March 2008, rev May 2013

(Este ensaio surgiu de algo que escrevi para mim mesmo para descobrir o que fazemos. Apesar de a Y Combinator ter agora 3 anos, ainda estamos a tentar perceber as suas implicações.)

Recentemente, fiquei irritado ao ler uma descrição da Y Combinator que dizia "A Y Combinator faz financiamento inicial para startups". O que foi especialmente irritante foi que eu a escrevi. Isto não reflete realmente o que fazemos. E a razão pela qual é impreciso é que, paradoxalmente, financiar startups em fase muito inicial não é principalmente sobre financiamento.

Dizer que a YC faz financiamento inicial para startups é uma descrição em termos de modelos anteriores. É como chamar um carro de carruagem sem cavalos.

Quando se escalam animais, não se pode simplesmente manter tudo em proporção. Por exemplo, o volume cresce como o cubo da dimensão linear, mas a área de superfície apenas como o quadrado. Portanto, à medida que os animais ficam maiores, têm problemas para irradiar calor. É por isso que os ratos e os coelhos são peludos e os elefantes e os hipopótamos não. Não se pode fazer um rato escalonando um elefante.

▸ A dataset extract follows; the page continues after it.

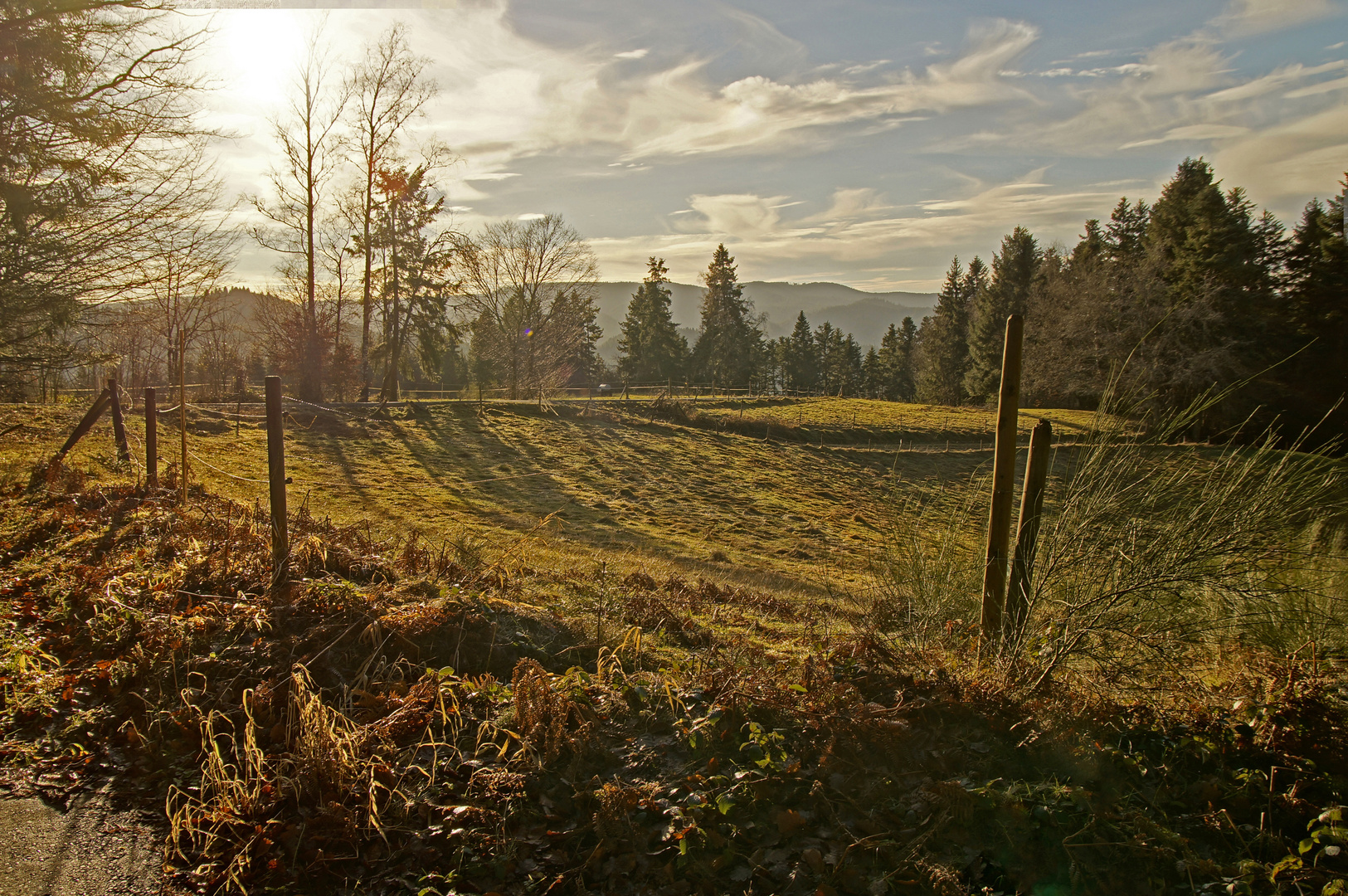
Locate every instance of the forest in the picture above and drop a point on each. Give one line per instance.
(364, 585)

A YC representa um novo tipo de animal, mais pequeno - tão pequeno que todas as regras são diferentes.

Antes de nós, a maioria das empresas no negócio de financiamento de startups eram fundos de capital de risco. Os VCs geralmente financiam empresas em fase mais avançada do que nós. E eles fornecem tanto dinheiro que, embora as outras coisas que fazem possam ser muito valiosas, não é tão impreciso considerar os VCs como fontes de dinheiro. Bons VCs são "dinheiro inteligente", mas ainda são dinheiro.

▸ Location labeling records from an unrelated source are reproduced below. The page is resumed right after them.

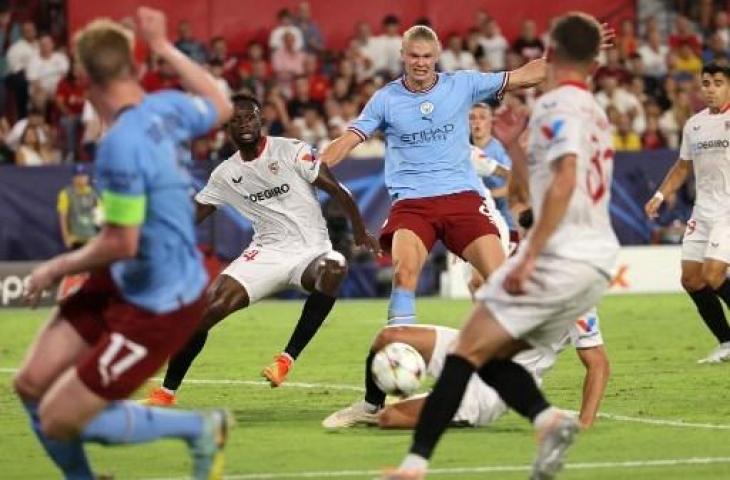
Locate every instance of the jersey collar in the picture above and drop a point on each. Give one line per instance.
(574, 83)
(425, 90)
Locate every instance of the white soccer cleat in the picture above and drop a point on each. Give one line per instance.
(553, 441)
(720, 354)
(355, 414)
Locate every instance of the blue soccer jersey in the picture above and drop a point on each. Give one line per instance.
(427, 132)
(494, 149)
(142, 176)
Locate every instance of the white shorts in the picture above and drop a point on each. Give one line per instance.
(263, 270)
(557, 293)
(706, 239)
(480, 405)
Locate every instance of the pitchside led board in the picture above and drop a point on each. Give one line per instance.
(13, 280)
(647, 269)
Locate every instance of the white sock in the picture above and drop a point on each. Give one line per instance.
(543, 418)
(369, 407)
(414, 462)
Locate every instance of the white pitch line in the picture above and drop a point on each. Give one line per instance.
(354, 388)
(671, 462)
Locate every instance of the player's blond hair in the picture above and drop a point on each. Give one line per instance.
(104, 50)
(421, 32)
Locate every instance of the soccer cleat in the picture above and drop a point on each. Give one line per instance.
(720, 354)
(553, 441)
(404, 474)
(276, 372)
(159, 397)
(207, 450)
(353, 415)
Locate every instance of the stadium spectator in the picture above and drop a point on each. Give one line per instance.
(528, 45)
(70, 98)
(216, 69)
(716, 50)
(188, 44)
(35, 118)
(311, 33)
(44, 71)
(672, 121)
(33, 151)
(385, 49)
(654, 55)
(624, 101)
(18, 56)
(721, 27)
(652, 138)
(625, 138)
(9, 33)
(454, 57)
(685, 60)
(77, 209)
(626, 41)
(161, 78)
(287, 63)
(684, 34)
(219, 51)
(285, 25)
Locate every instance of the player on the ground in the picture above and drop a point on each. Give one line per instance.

Todos os bons investidores fornecem uma combinação de dinheiro e ajuda. Mas estes escalam de forma diferente, tal como o volume e a área de superfície. Os investidores em fase tardia fornecem quantidades enormes de dinheiro e relativamente pouca ajuda: quando uma empresa prestes a entrar em bolsa recebe uma ronda de financiamento mezzanine de 50 milhões de dólares, o negócio tende a ser quase inteiramente sobre dinheiro. À medida que se avança para o início do processo de financiamento de empresas, a proporção de ajuda para dinheiro aumenta, porque as empresas em fase inicial têm necessidades diferentes. As empresas em fase inicial precisam de menos dinheiro porque são menores e mais baratas de gerir, mas precisam de mais ajuda porque a vida é tão precária para elas. Portanto, quando os VCs fazem uma ronda da série A por, digamos, 2 milhões de dólares, eles geralmente esperam oferecer uma quantidade significativa de ajuda juntamente com o dinheiro.

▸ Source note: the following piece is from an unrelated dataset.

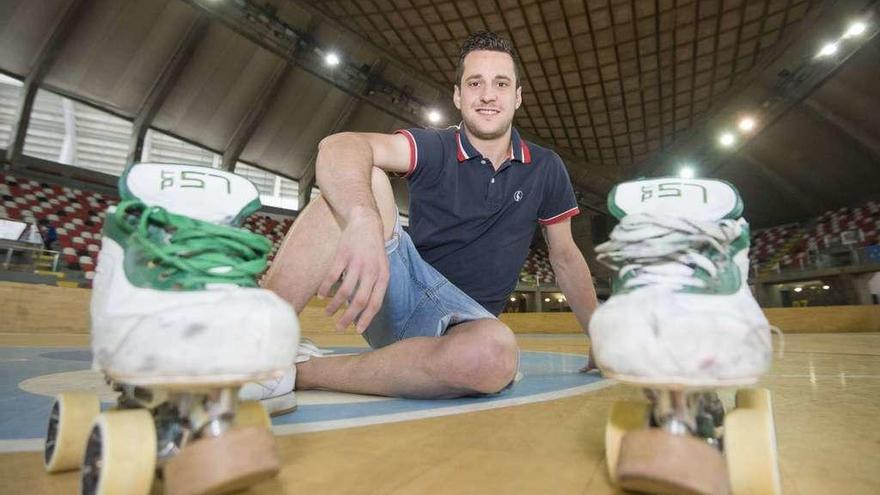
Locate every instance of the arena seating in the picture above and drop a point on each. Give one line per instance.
(788, 246)
(537, 268)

A Y Combinator ocupa o extremo mais inicial do espectro. Estamos pelo menos um e geralmente dois passos antes do financiamento de VC. (Embora algumas startups vão diretamente da YC para o VC, a trajetória mais comum é fazer primeiro uma ronda de anjos.) E o que acontece na Y Combinator é tão diferente do que acontece numa ronda da série A como uma ronda da série A é de um financiamento mezzanine.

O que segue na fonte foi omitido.